Aligning Crowd-sourced Human Feedback for Reinforcement Learning on Code Generation by Large Language Models
- URL: http://arxiv.org/abs/2503.15129v1
- Date: Wed, 19 Mar 2025 11:44:47 GMT
- Title: Aligning Crowd-sourced Human Feedback for Reinforcement Learning on Code Generation by Large Language Models
- Authors: Man Fai Wong, Chee Wei Tan,
- Abstract summary: We study how AI-assisted programming and large language models (LLM) improve software developers' ability via AI tools like Github Copilot and Amazon CodeWhisperer.<n>We show that our Bayesian optimization framework supports AI alignment in code generation by distributing the feedback collection burden.

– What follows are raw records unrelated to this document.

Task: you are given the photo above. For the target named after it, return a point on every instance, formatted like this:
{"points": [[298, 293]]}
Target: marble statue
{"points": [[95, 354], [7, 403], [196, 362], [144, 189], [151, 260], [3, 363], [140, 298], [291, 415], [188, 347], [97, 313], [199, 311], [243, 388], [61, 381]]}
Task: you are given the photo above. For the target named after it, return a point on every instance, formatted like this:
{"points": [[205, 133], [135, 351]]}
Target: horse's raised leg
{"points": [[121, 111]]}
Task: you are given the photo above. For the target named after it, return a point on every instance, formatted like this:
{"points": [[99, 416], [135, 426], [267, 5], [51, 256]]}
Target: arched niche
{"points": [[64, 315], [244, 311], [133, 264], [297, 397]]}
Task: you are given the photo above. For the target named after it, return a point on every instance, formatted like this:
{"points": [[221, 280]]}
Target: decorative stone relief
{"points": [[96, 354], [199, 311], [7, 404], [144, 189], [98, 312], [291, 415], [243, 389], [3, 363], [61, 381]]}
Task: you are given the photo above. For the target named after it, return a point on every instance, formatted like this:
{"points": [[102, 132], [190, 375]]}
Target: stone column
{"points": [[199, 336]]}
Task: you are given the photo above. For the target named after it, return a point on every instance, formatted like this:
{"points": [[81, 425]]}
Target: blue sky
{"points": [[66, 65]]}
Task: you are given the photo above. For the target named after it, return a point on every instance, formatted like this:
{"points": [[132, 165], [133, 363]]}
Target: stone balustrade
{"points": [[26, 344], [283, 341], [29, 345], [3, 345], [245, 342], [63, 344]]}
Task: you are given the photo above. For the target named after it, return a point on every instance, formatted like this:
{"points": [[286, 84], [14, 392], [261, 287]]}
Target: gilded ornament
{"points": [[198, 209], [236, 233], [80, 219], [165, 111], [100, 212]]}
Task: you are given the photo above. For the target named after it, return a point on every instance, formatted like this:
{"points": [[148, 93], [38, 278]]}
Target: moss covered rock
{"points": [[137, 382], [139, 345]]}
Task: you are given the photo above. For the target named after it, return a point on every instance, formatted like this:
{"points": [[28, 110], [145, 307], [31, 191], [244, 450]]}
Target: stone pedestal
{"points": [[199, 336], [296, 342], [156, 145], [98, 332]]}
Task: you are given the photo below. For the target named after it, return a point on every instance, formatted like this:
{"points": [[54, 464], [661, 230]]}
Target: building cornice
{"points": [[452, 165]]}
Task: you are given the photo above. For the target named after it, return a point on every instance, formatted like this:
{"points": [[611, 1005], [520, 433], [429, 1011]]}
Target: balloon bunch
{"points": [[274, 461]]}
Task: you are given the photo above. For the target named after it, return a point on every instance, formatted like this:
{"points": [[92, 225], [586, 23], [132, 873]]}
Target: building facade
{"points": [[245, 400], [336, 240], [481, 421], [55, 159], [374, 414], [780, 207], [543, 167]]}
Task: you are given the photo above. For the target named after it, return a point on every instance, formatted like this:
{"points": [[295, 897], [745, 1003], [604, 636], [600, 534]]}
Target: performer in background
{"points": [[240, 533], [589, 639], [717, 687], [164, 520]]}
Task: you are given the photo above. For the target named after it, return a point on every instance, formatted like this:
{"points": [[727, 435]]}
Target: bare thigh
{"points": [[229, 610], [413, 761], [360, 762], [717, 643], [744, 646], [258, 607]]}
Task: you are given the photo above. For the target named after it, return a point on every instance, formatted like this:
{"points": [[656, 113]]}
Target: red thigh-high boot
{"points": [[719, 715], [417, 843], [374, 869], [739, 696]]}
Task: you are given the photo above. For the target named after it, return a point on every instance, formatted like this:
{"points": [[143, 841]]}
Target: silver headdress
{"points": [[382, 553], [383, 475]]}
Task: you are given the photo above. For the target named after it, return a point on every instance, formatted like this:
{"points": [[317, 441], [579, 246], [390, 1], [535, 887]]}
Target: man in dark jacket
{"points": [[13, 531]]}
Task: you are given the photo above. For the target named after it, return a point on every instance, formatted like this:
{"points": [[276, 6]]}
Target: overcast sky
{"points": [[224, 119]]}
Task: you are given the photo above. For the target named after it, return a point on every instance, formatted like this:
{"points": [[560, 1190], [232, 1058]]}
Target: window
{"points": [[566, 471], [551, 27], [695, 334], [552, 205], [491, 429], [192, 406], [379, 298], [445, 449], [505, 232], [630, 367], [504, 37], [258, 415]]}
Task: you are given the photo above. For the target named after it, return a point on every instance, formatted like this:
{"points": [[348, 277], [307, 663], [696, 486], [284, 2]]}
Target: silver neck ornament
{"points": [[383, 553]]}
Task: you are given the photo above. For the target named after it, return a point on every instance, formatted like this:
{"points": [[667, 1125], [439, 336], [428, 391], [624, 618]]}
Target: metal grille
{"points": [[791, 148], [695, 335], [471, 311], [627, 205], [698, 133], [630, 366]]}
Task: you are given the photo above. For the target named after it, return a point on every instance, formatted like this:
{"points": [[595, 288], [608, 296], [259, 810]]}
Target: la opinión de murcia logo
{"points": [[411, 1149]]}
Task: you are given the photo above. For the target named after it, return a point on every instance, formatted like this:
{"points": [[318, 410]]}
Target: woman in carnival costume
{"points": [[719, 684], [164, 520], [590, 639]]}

- Score: 2.6641834518599308
- License: http://creativecommons.org/licenses/by-nc-nd/4.0/
- Abstract: This paper studies how AI-assisted programming and large language models (LLM) improve software developers' ability via AI tools (LLM agents) like Github Copilot and Amazon CodeWhisperer, while integrating human feedback to enhance reinforcement learning (RLHF) with crowd-sourced computation to enhance text-to-code generation. Additionally, we demonstrate that our Bayesian optimization framework supports AI alignment in code generation by distributing the feedback collection burden, highlighting the value of collecting human feedback of good quality. Our empirical evaluations demonstrate the efficacy of this approach, showcasing how LLM agents can be effectively trained for improved text-to-code generation. Our Bayesian optimization framework can be designed for general domain-specific languages, promoting the alignment of large language model capabilities with human feedback in AI-assisted programming for code generation.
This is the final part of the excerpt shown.